Monday, September 05, 2011

Glancin' in the rearview mirror...

September is normally my time to look forward.  A new school year awaits, fresh with promise,  the smell of a new lunchbox and the feel of a new wardrobe.  It has all the excitement of New Year's Day and the same sense of new beginnings.  It is typically a time for planning and anticipation.

But this year the onset of September demands some retrospective.  One reason is painfully obvious.  You can't go anywhere without being reminded of the tenth anniversary of that day in 2001 when we all came to terms with our vulnerability as a nation.  None of us can forget the iconic images of that day and the exact sequence of details as they unfolded.  We all have our own personal connections to that day.  I didn't know anyone first hand who died that day but a very dear family friend lost her son, a man I never met, but who was part of the large Irish community in New York where my husband grew up.

Inwood Heights, at the very northern tip of Manhattan lost dozens of its most promising sons and daughters.  Most of them attended Good Shepherd, the same small Catholic grammar school as my husband Brendan.  They were policemen, firemen, construction workers, cooks and Wall Street traders.  One story tells of traders descending the towers encountering their firefighter classmates ascending the stairs.  Brendan didn't know them all, but recognized many of the last names and remembered siblings.  The families were often large and always close-knit.  A New York Times article I found describes the uniqueness of growing up in Inwood in the sixties and seventies and the devastating impact 9/11 had on this community.

Sonuvagun, if it isn't Dominion - New York Times

A garden memorial in The Church of the Good Shepherd remembers the many alumni of the school that perished that day.

Inwood's fallen heroes: 9/11 memorial garden gives kin comfort

I visited that neighborhood many, many times before my mother-in-law's death in 1996.  Her funeral was held in the same church where many of these heroes were memorialized.  I can attest to the special bond these neighbors had.  I heard the unmistakable lilt of an irish brogue as people greeted each other or mothers called to their children.

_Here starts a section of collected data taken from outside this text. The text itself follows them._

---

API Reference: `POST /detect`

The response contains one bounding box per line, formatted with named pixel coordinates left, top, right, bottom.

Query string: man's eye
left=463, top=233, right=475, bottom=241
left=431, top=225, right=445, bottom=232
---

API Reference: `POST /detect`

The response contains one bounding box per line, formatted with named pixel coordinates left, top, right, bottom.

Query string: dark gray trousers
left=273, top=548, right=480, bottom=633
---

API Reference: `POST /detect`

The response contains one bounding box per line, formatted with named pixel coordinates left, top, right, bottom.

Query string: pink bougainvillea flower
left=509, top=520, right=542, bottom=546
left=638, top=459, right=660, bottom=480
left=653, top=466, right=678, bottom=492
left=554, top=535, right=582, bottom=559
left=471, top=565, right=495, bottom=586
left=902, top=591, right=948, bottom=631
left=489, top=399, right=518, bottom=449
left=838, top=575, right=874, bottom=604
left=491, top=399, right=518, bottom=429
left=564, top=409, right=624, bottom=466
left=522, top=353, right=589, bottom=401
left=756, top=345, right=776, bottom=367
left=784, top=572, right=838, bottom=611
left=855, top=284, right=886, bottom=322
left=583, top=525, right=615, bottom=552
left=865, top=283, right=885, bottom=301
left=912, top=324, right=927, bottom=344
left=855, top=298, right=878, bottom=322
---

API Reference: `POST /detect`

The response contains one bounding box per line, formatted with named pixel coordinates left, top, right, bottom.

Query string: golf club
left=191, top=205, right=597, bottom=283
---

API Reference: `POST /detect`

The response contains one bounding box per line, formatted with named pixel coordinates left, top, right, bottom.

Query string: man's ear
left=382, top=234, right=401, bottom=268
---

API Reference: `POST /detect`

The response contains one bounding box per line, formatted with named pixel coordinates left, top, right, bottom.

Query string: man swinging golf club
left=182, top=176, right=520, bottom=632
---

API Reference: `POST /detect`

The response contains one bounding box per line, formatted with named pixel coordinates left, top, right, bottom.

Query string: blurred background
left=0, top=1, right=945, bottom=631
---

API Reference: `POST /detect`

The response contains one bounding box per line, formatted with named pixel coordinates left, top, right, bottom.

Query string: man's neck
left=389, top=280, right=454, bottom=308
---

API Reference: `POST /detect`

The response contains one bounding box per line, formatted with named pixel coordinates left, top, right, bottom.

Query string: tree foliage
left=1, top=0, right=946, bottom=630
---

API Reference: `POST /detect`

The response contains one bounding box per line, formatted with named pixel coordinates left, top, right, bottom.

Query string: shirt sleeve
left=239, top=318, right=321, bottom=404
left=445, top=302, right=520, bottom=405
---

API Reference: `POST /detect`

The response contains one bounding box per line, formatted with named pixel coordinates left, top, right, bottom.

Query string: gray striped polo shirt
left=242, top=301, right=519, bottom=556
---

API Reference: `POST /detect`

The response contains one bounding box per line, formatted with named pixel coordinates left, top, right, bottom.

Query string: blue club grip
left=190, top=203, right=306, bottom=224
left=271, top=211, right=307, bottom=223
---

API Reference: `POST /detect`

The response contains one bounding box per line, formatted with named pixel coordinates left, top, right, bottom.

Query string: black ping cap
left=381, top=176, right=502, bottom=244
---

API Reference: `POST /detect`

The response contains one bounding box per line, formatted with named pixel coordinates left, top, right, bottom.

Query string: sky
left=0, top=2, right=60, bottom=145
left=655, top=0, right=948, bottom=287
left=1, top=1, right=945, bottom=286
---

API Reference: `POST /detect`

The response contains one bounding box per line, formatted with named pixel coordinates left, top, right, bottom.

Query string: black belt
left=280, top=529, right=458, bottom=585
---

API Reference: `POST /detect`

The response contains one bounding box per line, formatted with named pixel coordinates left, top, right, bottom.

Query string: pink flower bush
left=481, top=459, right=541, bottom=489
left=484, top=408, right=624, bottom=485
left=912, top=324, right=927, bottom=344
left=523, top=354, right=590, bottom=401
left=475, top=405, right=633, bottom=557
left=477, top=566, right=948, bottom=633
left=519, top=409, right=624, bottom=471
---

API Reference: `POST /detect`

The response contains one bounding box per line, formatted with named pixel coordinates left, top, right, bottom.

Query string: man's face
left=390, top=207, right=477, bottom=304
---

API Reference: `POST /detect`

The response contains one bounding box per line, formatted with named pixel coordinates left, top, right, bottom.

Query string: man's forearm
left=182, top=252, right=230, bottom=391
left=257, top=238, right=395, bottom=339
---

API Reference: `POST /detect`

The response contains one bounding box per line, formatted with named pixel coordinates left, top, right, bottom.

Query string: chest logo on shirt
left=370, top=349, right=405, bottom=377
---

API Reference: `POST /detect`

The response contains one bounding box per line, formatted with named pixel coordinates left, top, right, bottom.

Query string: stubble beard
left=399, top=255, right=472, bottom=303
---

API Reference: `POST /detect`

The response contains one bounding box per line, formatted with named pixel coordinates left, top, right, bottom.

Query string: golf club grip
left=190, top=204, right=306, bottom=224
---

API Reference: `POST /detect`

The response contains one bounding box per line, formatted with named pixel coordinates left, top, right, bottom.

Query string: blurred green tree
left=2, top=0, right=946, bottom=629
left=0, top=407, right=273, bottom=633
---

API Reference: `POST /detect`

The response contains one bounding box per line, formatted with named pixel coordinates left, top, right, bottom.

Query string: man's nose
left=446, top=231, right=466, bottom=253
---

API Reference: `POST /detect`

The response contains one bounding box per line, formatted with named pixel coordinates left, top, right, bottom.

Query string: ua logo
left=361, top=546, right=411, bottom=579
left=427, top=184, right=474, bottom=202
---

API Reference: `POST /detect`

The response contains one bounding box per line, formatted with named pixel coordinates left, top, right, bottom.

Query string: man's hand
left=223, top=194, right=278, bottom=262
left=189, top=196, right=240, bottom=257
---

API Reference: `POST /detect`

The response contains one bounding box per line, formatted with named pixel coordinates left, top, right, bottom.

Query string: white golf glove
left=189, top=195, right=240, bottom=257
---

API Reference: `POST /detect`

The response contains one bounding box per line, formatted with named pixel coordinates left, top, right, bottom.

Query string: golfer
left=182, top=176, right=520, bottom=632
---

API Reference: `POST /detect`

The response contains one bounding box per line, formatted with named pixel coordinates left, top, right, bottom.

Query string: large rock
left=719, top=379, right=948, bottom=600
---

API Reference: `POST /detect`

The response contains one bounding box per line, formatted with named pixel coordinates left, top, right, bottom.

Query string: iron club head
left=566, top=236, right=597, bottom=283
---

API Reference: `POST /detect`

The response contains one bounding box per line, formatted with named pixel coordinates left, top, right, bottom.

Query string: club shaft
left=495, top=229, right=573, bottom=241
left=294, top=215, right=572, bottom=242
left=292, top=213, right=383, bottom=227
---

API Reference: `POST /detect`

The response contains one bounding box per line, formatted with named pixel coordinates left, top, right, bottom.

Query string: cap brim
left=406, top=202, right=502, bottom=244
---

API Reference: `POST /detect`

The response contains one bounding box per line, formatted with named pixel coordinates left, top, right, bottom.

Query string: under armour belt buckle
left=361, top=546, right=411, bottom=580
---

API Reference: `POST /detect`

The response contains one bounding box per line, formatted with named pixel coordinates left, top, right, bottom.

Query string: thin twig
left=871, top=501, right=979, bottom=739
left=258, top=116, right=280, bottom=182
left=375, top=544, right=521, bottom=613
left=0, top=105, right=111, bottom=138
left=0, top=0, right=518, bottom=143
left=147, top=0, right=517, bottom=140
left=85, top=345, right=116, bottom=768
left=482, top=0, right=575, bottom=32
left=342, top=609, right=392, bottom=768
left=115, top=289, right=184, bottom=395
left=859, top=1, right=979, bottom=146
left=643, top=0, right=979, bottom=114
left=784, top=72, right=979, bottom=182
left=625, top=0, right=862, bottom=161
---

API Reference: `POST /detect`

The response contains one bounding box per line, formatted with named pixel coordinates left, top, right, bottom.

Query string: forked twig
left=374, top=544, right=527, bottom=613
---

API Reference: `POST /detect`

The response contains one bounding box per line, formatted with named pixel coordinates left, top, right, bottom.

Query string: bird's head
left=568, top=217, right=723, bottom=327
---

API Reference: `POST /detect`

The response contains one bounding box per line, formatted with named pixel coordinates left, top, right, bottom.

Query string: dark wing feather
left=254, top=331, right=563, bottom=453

Although the demographics were changing rapidly in the late 70's as the younger people scattered to the suburbs to be replaced by a wave of hispanic residents, it was still considered home base, the place to return for nurturance and familiarity.  Never was that more evident than in those dark days after September 11, 2001.

This September brings me another, more deeply personal reason for introspection.  I have a milestone birthday looming later this month.  I find it impossible to believe, but I am staring down the barrels of the big 6-0.  Those of you who have been there will assure me that it is just a number and, perhaps, even that "life begins at 60."  But I am having a bit of a problem swallowing that.  When I was growing up, sixty was OLD ... ancient ... decrepit ...feeble ...senile ...early-bird specials...big ugly blue sedan driving at 10mph.  People who were sixty fell asleep at seven PM and told the same story nine times.  But wait!  I don't feel that way.  Yeah, I've got gray hair and wrinkles but I can still carry on a lucid conversation and I don't drool.  I do repeat stories but only two or three times.  I have all of my own teeth.  I actually don't need to wear glasses to drive anymore...although they keep making the godddamn print smaller in the phone book and on packaging so I can't read it even WITH my glasses on!

So I think I'll celebrate this milestone instead of cringe at its onset.  I might even take myself out to dinner and have a few beers.  Hell, I'll throw caution to the wind and order a giant dessert!  After all, I'm only 60 once and even if I don't remember every event in every one of the previous 59 years that got me here I know I've had one hell of a ride!!  Cheers to me!